Ma diciamo anzitutto che in ogni talento si rivela un primo fatto essenziale: Nessuna vita è veramente fallita in partenza, poiché nel dono di Dio si comunica anche un progetto di vita. Dono e progetto di vita sono legati intrinsecamente. San Paolo ricorda diverse volte che a ciascuno è data una particolare manifestazione della divina bellezza, cioè dello Spirito di Dio. Così attraverso i doni di Dio, spesso immeritati, il Signore salva il mondo. Attraverso uno, due, tre, fino a dieci talenti ed oltre, noi veniamo strappati a noi stessi e immessi in un camino di conversione e di operatività per il bene di tutti. Da parte nostra, possiamo non considerare e non curare i doni di Dio, poichè noi restiamo liberi nei doni, ma così parte della nostra vita presente e futura perde bellezza ed il mondo non cambia.

Così è giusto sottolineare una cosa importante : Non siamo noi a darci il talento, ma siamo noi a volerlo fare fruttificare. L’origine è da Dio, la fruttificazione viene anche dalla nostra volontà.

Un ultima cosa.

Ma se tutto ciò è vero, se scopriamo in noi un dono, allora vuol dire che Dio ha guardato proprio me, si è ricordato anche di me. Ecco allora, nessuno può dire: io non valgo nulla, io non posso niente, perché sia il Vangelo che San Paolo dicono esattamente il contrario.
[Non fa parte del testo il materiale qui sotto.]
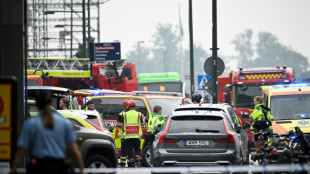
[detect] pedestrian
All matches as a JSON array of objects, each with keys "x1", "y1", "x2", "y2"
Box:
[
  {"x1": 121, "y1": 100, "x2": 145, "y2": 167},
  {"x1": 85, "y1": 100, "x2": 100, "y2": 115},
  {"x1": 181, "y1": 97, "x2": 189, "y2": 105},
  {"x1": 203, "y1": 94, "x2": 212, "y2": 104},
  {"x1": 250, "y1": 96, "x2": 273, "y2": 148},
  {"x1": 144, "y1": 105, "x2": 165, "y2": 166},
  {"x1": 12, "y1": 91, "x2": 84, "y2": 174},
  {"x1": 116, "y1": 100, "x2": 129, "y2": 167},
  {"x1": 192, "y1": 93, "x2": 202, "y2": 104},
  {"x1": 59, "y1": 98, "x2": 69, "y2": 110}
]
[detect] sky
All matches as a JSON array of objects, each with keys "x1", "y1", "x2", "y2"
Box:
[{"x1": 100, "y1": 0, "x2": 310, "y2": 68}]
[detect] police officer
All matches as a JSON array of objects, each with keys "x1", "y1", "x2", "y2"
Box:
[
  {"x1": 116, "y1": 100, "x2": 128, "y2": 167},
  {"x1": 192, "y1": 93, "x2": 202, "y2": 104},
  {"x1": 121, "y1": 100, "x2": 145, "y2": 167},
  {"x1": 145, "y1": 105, "x2": 165, "y2": 165},
  {"x1": 250, "y1": 96, "x2": 273, "y2": 148}
]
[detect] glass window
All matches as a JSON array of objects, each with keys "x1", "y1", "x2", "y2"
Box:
[
  {"x1": 87, "y1": 115, "x2": 99, "y2": 127},
  {"x1": 138, "y1": 82, "x2": 183, "y2": 93},
  {"x1": 148, "y1": 98, "x2": 182, "y2": 117},
  {"x1": 68, "y1": 118, "x2": 84, "y2": 127},
  {"x1": 168, "y1": 116, "x2": 225, "y2": 133}
]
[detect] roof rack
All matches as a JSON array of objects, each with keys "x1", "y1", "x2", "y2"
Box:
[{"x1": 132, "y1": 91, "x2": 182, "y2": 97}]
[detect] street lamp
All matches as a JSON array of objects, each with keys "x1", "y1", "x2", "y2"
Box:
[{"x1": 138, "y1": 40, "x2": 144, "y2": 72}]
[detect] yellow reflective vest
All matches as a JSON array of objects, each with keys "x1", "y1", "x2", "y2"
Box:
[
  {"x1": 117, "y1": 111, "x2": 125, "y2": 139},
  {"x1": 124, "y1": 110, "x2": 142, "y2": 139}
]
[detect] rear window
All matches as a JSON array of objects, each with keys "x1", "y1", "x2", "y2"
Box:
[
  {"x1": 168, "y1": 116, "x2": 225, "y2": 133},
  {"x1": 92, "y1": 98, "x2": 147, "y2": 120}
]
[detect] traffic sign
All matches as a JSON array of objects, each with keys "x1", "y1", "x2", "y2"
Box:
[
  {"x1": 203, "y1": 57, "x2": 225, "y2": 77},
  {"x1": 89, "y1": 42, "x2": 121, "y2": 62},
  {"x1": 197, "y1": 75, "x2": 211, "y2": 90}
]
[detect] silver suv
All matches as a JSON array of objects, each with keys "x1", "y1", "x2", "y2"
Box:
[{"x1": 153, "y1": 104, "x2": 248, "y2": 167}]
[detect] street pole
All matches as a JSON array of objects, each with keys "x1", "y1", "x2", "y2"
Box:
[
  {"x1": 82, "y1": 0, "x2": 86, "y2": 58},
  {"x1": 70, "y1": 1, "x2": 73, "y2": 58},
  {"x1": 211, "y1": 0, "x2": 218, "y2": 103},
  {"x1": 189, "y1": 0, "x2": 194, "y2": 95},
  {"x1": 86, "y1": 0, "x2": 90, "y2": 54}
]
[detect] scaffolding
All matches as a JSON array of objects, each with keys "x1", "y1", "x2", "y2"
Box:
[{"x1": 27, "y1": 0, "x2": 109, "y2": 58}]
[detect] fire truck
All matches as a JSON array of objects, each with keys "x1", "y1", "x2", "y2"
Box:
[
  {"x1": 27, "y1": 58, "x2": 138, "y2": 92},
  {"x1": 218, "y1": 66, "x2": 295, "y2": 147}
]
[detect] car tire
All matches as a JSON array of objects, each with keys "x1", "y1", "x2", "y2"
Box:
[
  {"x1": 141, "y1": 145, "x2": 151, "y2": 167},
  {"x1": 85, "y1": 155, "x2": 112, "y2": 173}
]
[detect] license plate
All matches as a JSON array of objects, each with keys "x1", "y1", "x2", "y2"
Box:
[{"x1": 185, "y1": 140, "x2": 209, "y2": 146}]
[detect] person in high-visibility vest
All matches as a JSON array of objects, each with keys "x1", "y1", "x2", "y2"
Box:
[
  {"x1": 120, "y1": 100, "x2": 145, "y2": 167},
  {"x1": 145, "y1": 105, "x2": 165, "y2": 166},
  {"x1": 116, "y1": 100, "x2": 128, "y2": 167},
  {"x1": 250, "y1": 96, "x2": 273, "y2": 149}
]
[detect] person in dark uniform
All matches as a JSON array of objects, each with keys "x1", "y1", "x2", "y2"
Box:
[{"x1": 11, "y1": 91, "x2": 84, "y2": 174}]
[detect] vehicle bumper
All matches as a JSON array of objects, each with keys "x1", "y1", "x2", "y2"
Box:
[{"x1": 154, "y1": 150, "x2": 242, "y2": 167}]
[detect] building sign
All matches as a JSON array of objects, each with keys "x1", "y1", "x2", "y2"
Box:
[{"x1": 89, "y1": 42, "x2": 121, "y2": 62}]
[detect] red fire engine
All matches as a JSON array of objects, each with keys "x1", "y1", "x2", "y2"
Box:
[
  {"x1": 218, "y1": 66, "x2": 295, "y2": 150},
  {"x1": 27, "y1": 58, "x2": 138, "y2": 92}
]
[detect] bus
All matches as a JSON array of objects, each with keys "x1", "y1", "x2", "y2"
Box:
[{"x1": 138, "y1": 72, "x2": 185, "y2": 97}]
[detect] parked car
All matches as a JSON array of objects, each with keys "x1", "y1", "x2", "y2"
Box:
[
  {"x1": 87, "y1": 91, "x2": 182, "y2": 166},
  {"x1": 153, "y1": 104, "x2": 249, "y2": 167},
  {"x1": 28, "y1": 96, "x2": 118, "y2": 168}
]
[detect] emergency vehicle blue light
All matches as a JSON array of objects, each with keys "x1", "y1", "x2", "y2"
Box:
[
  {"x1": 299, "y1": 114, "x2": 307, "y2": 118},
  {"x1": 274, "y1": 83, "x2": 310, "y2": 88}
]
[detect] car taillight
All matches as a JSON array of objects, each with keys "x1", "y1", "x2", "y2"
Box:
[
  {"x1": 223, "y1": 119, "x2": 235, "y2": 143},
  {"x1": 158, "y1": 119, "x2": 179, "y2": 143}
]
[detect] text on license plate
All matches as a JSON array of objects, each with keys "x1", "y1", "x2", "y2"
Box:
[{"x1": 184, "y1": 140, "x2": 209, "y2": 146}]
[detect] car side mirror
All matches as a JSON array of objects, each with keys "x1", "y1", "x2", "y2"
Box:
[
  {"x1": 243, "y1": 121, "x2": 252, "y2": 129},
  {"x1": 235, "y1": 124, "x2": 242, "y2": 133},
  {"x1": 107, "y1": 123, "x2": 115, "y2": 132}
]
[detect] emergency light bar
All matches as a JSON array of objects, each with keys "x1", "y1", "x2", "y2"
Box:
[{"x1": 274, "y1": 83, "x2": 310, "y2": 88}]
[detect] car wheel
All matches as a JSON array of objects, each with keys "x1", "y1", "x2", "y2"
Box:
[
  {"x1": 141, "y1": 145, "x2": 151, "y2": 167},
  {"x1": 85, "y1": 155, "x2": 112, "y2": 173}
]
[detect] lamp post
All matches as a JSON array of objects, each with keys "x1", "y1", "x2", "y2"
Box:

Noi siamo e possiamo, perché un dono ci precede, ci eccede e ci dirige. A noi resta il dovere di cercare e discernere il nostro dono, qui la vita diventa sacra.

Specialmente quando la vita si ferma, è stagnante o non si trova più il sapore della gioia, la direzione dei nostri passi, la domanda rimane la stessa e lo stesso rimane l’impegno: perché non curo più il ‘mio’ dono, il mio talento? perché non ritorno ad usarlo per creare bellezza e verità? forse perché – come dice il vangelo – l’ho sotterrato nelle mie preoccupazioni e nei miei problemi, o forse perché qualcuno mi ha scoraggiato nel momento in cui iniziavo a viverlo? .

Non c’è nessuno luogo, nessuna situazione e nessuna persona sulla terra che possa impedire che ‘il mio dono’ dia qualche frutto.

Credo fermamente che nei doni dello Spirito, si riflette il mistero di un Dio che vuole beneficare ogni uomo, credente o non credente. Il Dio che desidera far sentire la sua presenza e la sua cura ad ogni uomo di buona volontà. Quando i carismi sono vissuti allora Dio sarà visto come Colui che salva gli uomini per mezzo di altri uomini.